While groups such as L’eau Est La Vie have been camping in the Atchafalaya Basin for months to impede construction of the Bayou Bridge Pipeline, recent news reports have underscored the fact that new tactics – like so-called “sky pods” housing protesters suspended from trees on construction sites – are actively putting protesters in danger. Activists, in turn, are in turn risking the safety of construction crews and local law enforcement officials responding to these incidents.
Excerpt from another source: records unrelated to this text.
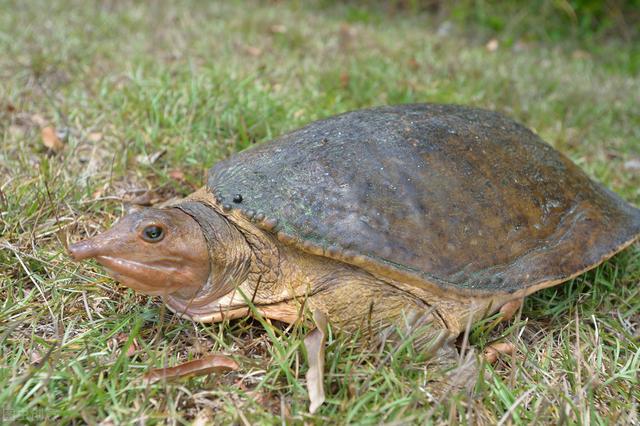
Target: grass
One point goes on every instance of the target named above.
(124, 82)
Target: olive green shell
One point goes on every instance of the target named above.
(461, 198)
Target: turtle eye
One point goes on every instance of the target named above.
(153, 233)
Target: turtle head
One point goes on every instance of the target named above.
(154, 251)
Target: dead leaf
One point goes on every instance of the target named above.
(492, 45)
(121, 338)
(344, 79)
(198, 367)
(493, 351)
(278, 29)
(38, 120)
(580, 54)
(314, 344)
(204, 417)
(253, 51)
(176, 175)
(149, 159)
(35, 357)
(147, 198)
(51, 140)
(632, 165)
(94, 137)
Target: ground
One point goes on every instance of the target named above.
(115, 103)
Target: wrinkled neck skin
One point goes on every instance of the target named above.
(242, 259)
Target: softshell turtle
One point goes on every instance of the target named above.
(371, 217)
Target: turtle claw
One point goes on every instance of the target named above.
(509, 309)
(314, 344)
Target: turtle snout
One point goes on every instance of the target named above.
(84, 250)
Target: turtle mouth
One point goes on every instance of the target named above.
(142, 277)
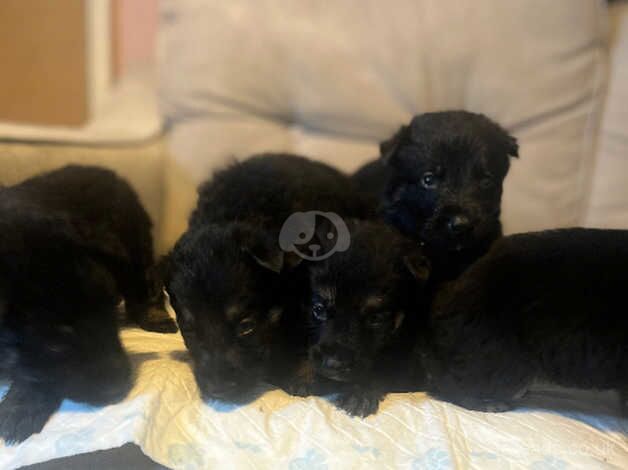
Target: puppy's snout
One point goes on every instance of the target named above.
(337, 357)
(459, 224)
(314, 248)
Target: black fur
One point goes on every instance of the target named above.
(107, 216)
(237, 295)
(363, 313)
(58, 333)
(440, 181)
(547, 305)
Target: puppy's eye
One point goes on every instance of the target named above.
(319, 311)
(377, 320)
(486, 181)
(246, 327)
(429, 180)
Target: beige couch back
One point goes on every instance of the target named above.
(331, 79)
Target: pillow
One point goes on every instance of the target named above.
(332, 79)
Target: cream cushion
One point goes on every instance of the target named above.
(333, 79)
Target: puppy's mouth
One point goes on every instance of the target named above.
(337, 374)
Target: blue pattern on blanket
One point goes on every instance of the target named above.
(185, 456)
(433, 459)
(312, 460)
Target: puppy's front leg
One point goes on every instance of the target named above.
(360, 400)
(25, 410)
(302, 384)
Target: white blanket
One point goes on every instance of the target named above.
(165, 416)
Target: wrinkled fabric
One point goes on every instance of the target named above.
(164, 415)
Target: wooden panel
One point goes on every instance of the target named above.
(43, 62)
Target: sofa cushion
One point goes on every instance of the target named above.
(609, 195)
(333, 79)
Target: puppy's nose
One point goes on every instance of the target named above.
(341, 358)
(314, 248)
(459, 224)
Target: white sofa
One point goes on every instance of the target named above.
(330, 80)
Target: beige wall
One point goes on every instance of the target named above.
(43, 63)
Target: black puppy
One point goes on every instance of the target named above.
(107, 216)
(364, 314)
(547, 305)
(238, 296)
(58, 319)
(439, 181)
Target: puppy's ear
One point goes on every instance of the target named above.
(512, 147)
(264, 249)
(267, 254)
(388, 148)
(418, 265)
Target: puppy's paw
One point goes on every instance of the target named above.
(299, 389)
(486, 405)
(157, 320)
(18, 421)
(361, 403)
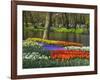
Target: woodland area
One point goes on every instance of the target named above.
(54, 22)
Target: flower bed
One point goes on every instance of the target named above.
(69, 54)
(61, 43)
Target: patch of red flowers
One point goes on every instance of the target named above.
(68, 43)
(69, 54)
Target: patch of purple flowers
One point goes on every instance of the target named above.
(53, 47)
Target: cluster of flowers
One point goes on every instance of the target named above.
(61, 43)
(69, 54)
(83, 48)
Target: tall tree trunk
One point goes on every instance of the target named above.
(47, 26)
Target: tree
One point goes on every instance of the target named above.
(47, 26)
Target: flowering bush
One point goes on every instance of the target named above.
(69, 54)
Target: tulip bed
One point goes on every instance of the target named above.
(40, 53)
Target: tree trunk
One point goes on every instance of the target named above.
(47, 26)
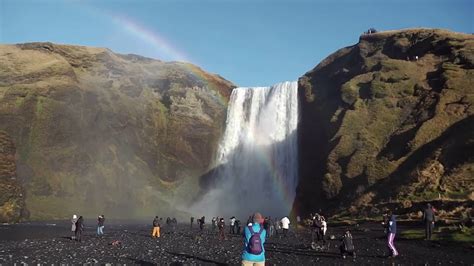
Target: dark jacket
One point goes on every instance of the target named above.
(80, 224)
(428, 215)
(392, 225)
(346, 242)
(101, 221)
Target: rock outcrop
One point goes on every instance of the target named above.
(99, 132)
(12, 201)
(388, 121)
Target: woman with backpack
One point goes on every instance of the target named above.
(221, 226)
(254, 238)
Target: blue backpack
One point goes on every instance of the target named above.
(255, 242)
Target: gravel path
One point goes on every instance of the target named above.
(40, 243)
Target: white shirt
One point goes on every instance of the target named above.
(285, 223)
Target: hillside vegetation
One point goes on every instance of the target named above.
(99, 132)
(388, 124)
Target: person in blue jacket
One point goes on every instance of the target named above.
(392, 231)
(254, 238)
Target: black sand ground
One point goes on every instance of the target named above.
(48, 243)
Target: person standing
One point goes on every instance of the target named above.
(79, 228)
(285, 225)
(254, 240)
(221, 227)
(201, 223)
(428, 219)
(156, 227)
(232, 225)
(73, 226)
(100, 225)
(392, 231)
(347, 246)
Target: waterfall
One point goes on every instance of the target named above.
(256, 162)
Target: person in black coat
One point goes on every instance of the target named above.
(428, 219)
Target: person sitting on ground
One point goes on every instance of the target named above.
(254, 240)
(429, 219)
(347, 245)
(156, 227)
(73, 226)
(285, 225)
(221, 226)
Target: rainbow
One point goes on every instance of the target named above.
(140, 32)
(163, 48)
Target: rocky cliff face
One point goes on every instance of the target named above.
(388, 122)
(99, 132)
(12, 202)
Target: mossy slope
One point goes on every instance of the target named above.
(99, 132)
(379, 125)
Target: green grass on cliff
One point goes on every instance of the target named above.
(445, 233)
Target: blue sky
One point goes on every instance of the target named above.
(251, 43)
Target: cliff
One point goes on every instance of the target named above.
(387, 123)
(99, 132)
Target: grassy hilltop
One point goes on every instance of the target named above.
(381, 129)
(99, 132)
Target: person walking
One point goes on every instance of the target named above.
(347, 245)
(221, 227)
(100, 225)
(156, 227)
(79, 228)
(201, 223)
(285, 225)
(254, 240)
(232, 225)
(392, 231)
(428, 219)
(73, 226)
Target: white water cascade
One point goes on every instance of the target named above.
(256, 162)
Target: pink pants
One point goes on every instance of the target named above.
(391, 236)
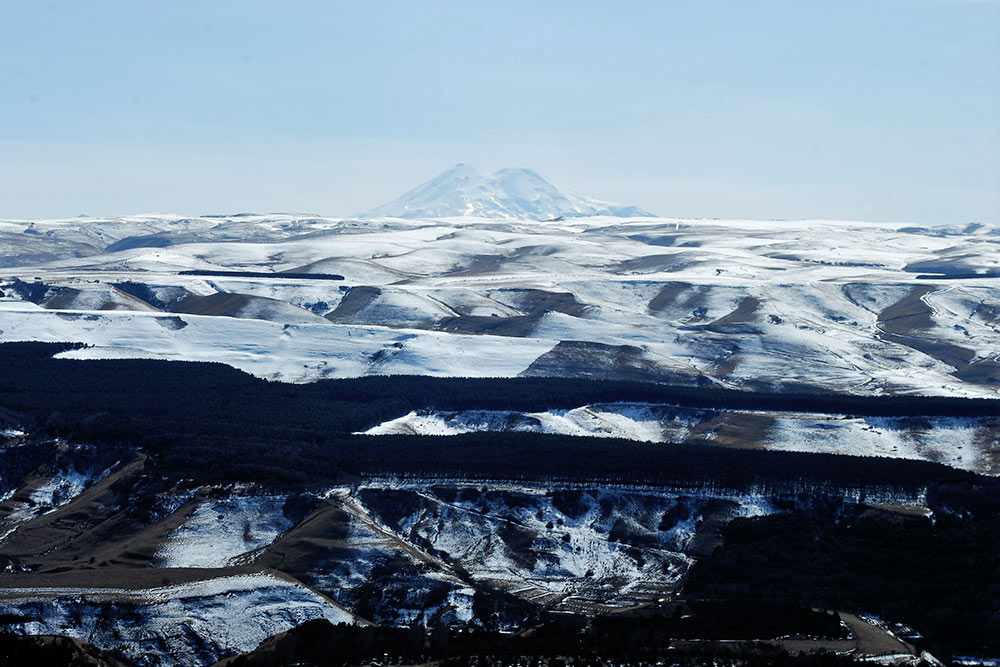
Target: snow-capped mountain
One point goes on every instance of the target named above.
(508, 193)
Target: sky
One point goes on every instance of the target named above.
(872, 110)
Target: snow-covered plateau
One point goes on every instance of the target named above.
(863, 308)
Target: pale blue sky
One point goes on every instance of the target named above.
(881, 110)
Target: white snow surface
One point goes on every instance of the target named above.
(513, 193)
(734, 302)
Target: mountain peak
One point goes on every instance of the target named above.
(509, 193)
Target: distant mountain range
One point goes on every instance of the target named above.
(514, 193)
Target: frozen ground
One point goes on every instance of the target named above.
(867, 308)
(188, 624)
(218, 532)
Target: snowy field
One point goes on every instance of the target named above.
(867, 308)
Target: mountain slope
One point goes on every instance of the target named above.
(508, 193)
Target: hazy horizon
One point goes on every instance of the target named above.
(882, 111)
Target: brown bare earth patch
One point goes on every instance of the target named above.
(744, 312)
(909, 322)
(533, 303)
(600, 361)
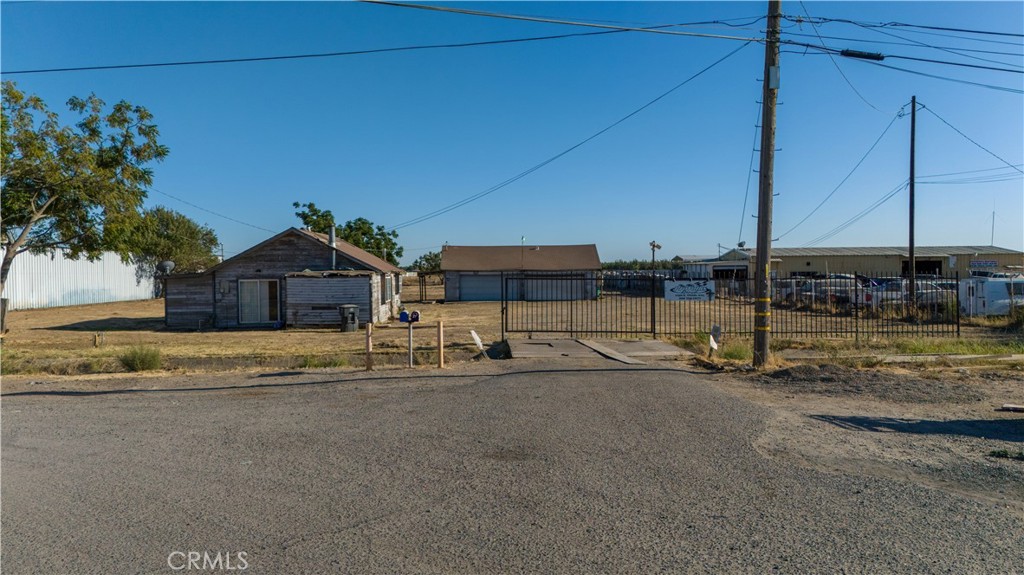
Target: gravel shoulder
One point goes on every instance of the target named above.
(932, 428)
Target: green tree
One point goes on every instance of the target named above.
(78, 187)
(359, 232)
(431, 261)
(166, 234)
(313, 218)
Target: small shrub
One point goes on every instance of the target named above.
(736, 351)
(1005, 454)
(140, 358)
(314, 361)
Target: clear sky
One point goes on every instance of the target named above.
(393, 136)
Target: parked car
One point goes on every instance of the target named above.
(991, 295)
(897, 293)
(832, 291)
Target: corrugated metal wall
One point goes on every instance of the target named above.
(41, 281)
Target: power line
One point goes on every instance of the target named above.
(322, 54)
(990, 152)
(836, 63)
(833, 192)
(945, 78)
(963, 64)
(970, 171)
(925, 45)
(908, 42)
(211, 211)
(555, 20)
(876, 205)
(903, 25)
(525, 173)
(750, 173)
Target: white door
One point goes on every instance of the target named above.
(258, 301)
(480, 288)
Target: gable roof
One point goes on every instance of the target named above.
(534, 258)
(352, 253)
(920, 251)
(344, 248)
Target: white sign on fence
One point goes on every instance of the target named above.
(690, 291)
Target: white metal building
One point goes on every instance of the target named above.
(44, 281)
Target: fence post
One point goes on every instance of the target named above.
(504, 308)
(440, 344)
(856, 307)
(370, 346)
(956, 303)
(653, 318)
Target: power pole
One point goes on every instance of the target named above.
(653, 295)
(912, 262)
(762, 303)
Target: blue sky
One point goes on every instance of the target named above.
(393, 136)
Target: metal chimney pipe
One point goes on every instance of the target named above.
(334, 252)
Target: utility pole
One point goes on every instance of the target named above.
(762, 303)
(653, 295)
(912, 262)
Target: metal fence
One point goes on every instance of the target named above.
(637, 303)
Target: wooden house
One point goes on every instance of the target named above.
(295, 278)
(473, 273)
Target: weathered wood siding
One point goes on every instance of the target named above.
(188, 303)
(314, 301)
(271, 261)
(289, 253)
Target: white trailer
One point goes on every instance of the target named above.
(991, 296)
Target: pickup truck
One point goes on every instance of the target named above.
(929, 293)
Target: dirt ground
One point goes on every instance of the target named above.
(934, 425)
(936, 428)
(88, 339)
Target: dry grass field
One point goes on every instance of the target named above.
(91, 338)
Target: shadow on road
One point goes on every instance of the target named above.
(113, 324)
(382, 378)
(1003, 430)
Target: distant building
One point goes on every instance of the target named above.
(473, 273)
(294, 278)
(38, 280)
(947, 261)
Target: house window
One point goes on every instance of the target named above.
(258, 301)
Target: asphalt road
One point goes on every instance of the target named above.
(501, 468)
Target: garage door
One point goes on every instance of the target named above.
(479, 288)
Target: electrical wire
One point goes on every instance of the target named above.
(856, 166)
(922, 44)
(322, 54)
(903, 25)
(537, 167)
(974, 181)
(970, 172)
(963, 64)
(990, 152)
(911, 43)
(876, 205)
(750, 173)
(945, 78)
(211, 211)
(836, 63)
(554, 20)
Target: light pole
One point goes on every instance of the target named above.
(654, 246)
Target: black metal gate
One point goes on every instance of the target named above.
(633, 304)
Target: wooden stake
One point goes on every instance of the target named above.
(370, 346)
(440, 344)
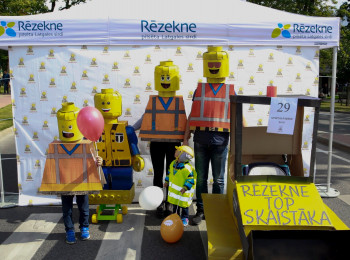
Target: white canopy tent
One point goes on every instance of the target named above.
(181, 22)
(165, 23)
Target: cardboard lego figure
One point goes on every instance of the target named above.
(118, 143)
(210, 121)
(70, 166)
(164, 122)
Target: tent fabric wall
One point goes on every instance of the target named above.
(181, 22)
(45, 76)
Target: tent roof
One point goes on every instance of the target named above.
(180, 22)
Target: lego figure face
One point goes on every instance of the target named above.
(109, 103)
(215, 63)
(166, 77)
(67, 123)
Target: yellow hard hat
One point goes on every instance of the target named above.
(186, 149)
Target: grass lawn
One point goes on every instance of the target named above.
(5, 113)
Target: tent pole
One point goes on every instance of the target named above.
(328, 191)
(3, 204)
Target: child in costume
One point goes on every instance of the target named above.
(71, 170)
(181, 180)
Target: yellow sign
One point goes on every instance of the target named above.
(280, 204)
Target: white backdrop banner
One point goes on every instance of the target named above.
(44, 77)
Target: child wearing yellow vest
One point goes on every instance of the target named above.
(181, 179)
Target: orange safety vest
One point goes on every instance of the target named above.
(164, 119)
(211, 107)
(70, 169)
(113, 145)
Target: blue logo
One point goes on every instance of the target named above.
(7, 28)
(281, 29)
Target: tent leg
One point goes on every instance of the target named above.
(327, 191)
(3, 204)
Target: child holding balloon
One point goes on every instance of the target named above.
(69, 167)
(181, 180)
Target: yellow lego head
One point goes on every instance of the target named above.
(166, 77)
(109, 103)
(215, 63)
(67, 123)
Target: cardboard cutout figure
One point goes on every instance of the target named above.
(70, 166)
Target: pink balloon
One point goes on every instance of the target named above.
(90, 123)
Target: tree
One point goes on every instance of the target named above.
(68, 4)
(22, 7)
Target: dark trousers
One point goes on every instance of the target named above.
(182, 212)
(159, 151)
(67, 209)
(6, 89)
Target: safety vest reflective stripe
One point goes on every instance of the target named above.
(179, 197)
(56, 156)
(202, 99)
(178, 188)
(164, 120)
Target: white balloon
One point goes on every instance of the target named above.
(151, 197)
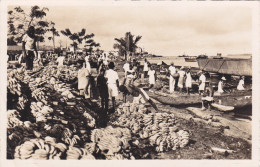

And due to the dangers of starting and stopping construction when protesters interfere with active construction sites, they may be causing harm to the very environment they claim to protect.

An article in the Daily Caller, in which reporter Jason Hopkins spoke to a lone protester in the Basin:

  • The purpose of the treehouses [. . .] was a tried-and-true method of pipeline protesters: remain in a tree that sits along the construction path in order to prevent pipeline workers from cutting it down, thus slowing its completion.
  • Since construction began in early 2018, activists have been arrested for a litany of illegal actions: standing in the way of construction, locking themselves onto equipment or cement-filled barrels, outright destruction of property, and numerous other tactics.

Separately, a report in WGNO details conditions at the camp:

  • For weeks, the water protectors have been camping in a secret location near the pipeline construction, harrying ETP with their protest of the pipeline’s steady progress.
  • They’ve erected platforms, called “sky pods” that are suspended between the cypress trees.  Using ropes and pulleys, the water protectors are able to hoist themselves onto the platforms and stay there, for hours or more at a time.